Pour le suivi des zoonoses à l'échelle humaine, on retrouve principalement la direction de la santé publique du Nunavik qui joue un rôle de surveillance et de prévention vis-à-vis de la population locale. Son mandat premier consiste à divulguer l'information reliée à toute problématique de santé susceptible d'affecter les communautés, et de mettre en œuvre les mécanismes de protection adéquats le cas échéant. À titre d'exemple, il existe depuis le début des années '90 au Nunavik un programme de prévention et de dépistage de la toxoplasmose congénitale, le seul au Québec. Ce programme se traduit par des conseils prénataux et par le dépistage sérologique systématique de la toxoplasmose chez les femmes enceintes qui se présentent en clinique.

123

Les centres de santé et le personnel médical ont pour leur part le rôle d'investiguer et de traiter tout individu se présentant avec les symptômes suggestifs d'une zoonose, et de déclarer les cas aux instances de santé publique lorsqu'un diagnostic de maladie à déclaration obligatoire est posé. C'est le cas pour la brucellose, la fièvre Q, la rage, la trichinellose et la tularémie. La leptospirose n'est à déclaration obligatoire que par les laboratoires réalisant les analyses sérologiques.

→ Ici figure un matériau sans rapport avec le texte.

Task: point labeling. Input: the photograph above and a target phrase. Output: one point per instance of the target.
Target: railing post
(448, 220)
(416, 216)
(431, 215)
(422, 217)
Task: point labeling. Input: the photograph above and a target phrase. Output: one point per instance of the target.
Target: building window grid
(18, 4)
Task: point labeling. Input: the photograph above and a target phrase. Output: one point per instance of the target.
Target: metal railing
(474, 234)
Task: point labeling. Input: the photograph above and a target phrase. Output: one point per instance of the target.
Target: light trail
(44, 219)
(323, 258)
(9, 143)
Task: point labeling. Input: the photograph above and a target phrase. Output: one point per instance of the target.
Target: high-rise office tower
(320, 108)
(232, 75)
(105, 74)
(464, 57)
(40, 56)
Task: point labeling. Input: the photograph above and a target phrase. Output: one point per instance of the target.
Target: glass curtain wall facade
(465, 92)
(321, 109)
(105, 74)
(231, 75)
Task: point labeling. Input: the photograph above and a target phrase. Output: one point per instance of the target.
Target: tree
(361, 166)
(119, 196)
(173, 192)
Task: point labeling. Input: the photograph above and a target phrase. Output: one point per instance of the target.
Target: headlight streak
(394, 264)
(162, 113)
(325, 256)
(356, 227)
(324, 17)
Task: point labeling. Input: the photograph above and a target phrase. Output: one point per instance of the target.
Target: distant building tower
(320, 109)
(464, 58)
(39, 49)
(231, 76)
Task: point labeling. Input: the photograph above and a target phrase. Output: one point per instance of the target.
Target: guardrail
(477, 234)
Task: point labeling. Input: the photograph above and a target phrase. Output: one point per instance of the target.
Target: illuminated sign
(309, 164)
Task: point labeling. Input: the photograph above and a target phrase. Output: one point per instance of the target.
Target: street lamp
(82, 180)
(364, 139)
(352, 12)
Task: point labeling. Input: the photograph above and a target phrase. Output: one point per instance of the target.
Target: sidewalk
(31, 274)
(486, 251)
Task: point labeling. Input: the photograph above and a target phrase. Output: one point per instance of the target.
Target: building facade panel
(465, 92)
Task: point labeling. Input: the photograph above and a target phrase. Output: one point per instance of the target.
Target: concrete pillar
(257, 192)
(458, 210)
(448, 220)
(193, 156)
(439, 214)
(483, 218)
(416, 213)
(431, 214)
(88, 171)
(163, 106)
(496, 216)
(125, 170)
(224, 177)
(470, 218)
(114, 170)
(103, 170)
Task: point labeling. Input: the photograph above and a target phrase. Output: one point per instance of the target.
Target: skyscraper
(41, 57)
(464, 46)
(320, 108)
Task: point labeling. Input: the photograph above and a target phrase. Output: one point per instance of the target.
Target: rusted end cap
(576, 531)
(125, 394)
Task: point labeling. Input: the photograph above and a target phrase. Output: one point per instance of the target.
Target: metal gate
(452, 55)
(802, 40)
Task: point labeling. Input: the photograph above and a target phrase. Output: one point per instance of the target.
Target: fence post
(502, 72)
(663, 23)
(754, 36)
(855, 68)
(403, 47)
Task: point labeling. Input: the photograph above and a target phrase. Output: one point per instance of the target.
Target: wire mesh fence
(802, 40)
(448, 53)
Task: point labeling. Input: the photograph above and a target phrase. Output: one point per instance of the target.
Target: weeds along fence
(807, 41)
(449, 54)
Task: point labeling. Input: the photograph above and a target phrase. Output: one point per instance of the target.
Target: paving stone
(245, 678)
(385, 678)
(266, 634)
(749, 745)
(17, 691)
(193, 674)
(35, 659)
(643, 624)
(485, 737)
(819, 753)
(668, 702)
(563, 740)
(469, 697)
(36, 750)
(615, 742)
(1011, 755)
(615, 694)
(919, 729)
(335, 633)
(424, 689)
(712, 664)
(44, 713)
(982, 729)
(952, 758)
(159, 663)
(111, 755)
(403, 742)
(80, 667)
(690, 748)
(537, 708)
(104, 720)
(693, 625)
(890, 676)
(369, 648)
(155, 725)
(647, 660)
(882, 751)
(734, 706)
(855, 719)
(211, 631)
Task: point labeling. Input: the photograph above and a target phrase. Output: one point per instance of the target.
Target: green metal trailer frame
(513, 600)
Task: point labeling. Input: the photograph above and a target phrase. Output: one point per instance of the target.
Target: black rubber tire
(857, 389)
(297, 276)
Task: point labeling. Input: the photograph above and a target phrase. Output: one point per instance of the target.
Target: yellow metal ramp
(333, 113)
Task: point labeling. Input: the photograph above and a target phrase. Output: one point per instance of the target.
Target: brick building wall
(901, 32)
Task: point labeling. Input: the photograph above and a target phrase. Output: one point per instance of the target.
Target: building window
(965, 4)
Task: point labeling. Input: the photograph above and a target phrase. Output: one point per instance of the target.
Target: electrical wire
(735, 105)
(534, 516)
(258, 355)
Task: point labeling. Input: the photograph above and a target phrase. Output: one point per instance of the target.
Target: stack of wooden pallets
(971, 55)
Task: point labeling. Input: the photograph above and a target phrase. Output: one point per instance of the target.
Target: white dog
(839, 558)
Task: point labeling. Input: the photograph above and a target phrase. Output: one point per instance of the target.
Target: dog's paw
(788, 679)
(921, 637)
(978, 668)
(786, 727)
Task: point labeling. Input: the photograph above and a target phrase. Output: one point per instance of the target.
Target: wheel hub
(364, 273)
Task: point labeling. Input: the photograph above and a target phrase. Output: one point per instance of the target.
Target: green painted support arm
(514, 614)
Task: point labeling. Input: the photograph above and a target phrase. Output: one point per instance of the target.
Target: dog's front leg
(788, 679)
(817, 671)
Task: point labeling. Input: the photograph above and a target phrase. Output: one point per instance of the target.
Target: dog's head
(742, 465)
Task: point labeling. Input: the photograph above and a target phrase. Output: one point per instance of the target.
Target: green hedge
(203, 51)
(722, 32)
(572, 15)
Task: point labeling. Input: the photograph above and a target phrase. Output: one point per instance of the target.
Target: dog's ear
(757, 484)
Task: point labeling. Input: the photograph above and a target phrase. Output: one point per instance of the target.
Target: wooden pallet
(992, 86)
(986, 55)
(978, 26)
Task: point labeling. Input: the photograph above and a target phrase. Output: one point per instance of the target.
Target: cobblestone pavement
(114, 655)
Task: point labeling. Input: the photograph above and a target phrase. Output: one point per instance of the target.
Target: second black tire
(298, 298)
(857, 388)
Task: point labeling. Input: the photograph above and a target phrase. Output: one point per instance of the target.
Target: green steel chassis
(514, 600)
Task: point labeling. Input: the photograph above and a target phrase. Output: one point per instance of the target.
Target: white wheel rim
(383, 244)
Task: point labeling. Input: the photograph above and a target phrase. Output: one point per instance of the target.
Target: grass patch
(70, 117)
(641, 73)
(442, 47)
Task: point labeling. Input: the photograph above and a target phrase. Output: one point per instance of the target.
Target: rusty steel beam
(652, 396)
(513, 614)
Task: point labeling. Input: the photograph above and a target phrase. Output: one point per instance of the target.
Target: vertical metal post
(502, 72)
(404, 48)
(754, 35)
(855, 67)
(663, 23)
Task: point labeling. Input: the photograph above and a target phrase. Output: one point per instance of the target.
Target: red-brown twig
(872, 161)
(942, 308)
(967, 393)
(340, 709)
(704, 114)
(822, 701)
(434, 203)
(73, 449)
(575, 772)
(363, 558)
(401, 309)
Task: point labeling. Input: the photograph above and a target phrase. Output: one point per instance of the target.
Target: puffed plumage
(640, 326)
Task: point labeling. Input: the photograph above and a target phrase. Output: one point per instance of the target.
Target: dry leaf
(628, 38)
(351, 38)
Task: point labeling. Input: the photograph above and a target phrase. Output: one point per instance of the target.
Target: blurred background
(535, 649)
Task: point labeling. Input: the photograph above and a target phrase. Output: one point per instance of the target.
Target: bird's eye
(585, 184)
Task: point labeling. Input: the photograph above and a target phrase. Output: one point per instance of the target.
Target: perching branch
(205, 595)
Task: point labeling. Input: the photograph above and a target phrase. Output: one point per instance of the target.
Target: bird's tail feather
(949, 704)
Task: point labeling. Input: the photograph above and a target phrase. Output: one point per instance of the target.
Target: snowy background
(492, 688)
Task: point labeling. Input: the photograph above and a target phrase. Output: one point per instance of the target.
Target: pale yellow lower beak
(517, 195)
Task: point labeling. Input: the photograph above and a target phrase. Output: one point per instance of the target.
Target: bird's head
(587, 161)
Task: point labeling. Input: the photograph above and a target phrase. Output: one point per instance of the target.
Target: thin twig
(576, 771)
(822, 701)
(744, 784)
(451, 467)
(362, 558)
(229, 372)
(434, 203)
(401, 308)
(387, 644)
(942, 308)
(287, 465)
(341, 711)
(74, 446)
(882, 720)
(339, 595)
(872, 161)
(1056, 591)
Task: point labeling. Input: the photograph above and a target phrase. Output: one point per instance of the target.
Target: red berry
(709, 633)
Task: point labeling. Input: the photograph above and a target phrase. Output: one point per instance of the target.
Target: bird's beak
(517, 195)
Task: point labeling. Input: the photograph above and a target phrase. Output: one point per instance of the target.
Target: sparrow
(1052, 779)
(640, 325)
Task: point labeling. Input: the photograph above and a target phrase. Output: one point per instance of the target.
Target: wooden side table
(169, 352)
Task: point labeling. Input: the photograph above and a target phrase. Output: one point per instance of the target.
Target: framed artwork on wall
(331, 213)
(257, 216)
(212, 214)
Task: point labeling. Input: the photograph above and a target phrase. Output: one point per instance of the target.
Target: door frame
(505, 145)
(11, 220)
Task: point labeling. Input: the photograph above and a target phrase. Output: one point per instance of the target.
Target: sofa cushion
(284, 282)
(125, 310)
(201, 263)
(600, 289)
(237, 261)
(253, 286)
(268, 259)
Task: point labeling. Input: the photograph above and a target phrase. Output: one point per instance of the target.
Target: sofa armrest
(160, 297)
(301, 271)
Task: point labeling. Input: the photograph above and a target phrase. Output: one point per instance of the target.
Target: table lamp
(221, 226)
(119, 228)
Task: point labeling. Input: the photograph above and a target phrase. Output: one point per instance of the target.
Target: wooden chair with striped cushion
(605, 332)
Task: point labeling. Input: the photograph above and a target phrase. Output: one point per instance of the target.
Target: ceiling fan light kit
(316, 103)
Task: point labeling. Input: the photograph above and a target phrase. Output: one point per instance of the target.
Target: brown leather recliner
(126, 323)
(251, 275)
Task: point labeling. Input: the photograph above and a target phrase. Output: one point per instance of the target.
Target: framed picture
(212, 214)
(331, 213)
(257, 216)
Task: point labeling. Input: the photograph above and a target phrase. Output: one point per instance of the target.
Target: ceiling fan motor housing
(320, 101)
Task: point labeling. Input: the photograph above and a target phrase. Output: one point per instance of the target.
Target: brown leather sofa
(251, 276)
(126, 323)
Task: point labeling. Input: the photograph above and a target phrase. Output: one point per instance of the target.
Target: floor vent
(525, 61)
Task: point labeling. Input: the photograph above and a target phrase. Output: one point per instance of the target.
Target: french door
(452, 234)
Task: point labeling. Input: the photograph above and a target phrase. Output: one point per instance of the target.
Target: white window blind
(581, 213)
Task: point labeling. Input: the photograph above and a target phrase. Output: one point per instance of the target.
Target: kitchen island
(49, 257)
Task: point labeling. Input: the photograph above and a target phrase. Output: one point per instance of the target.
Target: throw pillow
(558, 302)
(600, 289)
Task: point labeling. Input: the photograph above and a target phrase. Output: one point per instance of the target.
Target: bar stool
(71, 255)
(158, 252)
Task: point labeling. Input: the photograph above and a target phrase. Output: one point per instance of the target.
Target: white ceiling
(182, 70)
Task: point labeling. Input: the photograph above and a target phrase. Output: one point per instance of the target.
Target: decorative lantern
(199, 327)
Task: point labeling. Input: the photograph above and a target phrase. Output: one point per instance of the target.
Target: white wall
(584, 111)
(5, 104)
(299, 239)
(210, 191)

Finalement, un autre organisme digne de mention dans la gestion de la problématique des zoonoses est l'Administration régionale Kativik (ARK, aussi connue sous l'acronyme KRG en anglais). L'ARK est une organisation publique impliquée dans la prise de décisions et l'établissement des priorités au nom des résidants de la région Kativik, incluant les territoires situés au nord du 55e parallèle à l'exception des terres cries. Elle possède sur son territoire des compétences administratives, tout en remplissant certaines fonctions municipales. En plus de participer aux échanges avec les autorités des municipalités du Nunavik, cet organisme est impliqué directement dans la gestion de l'eau potable et dans le programme d'aide aux chasseurs inuits, notammant par l'entremise du financement octroyé.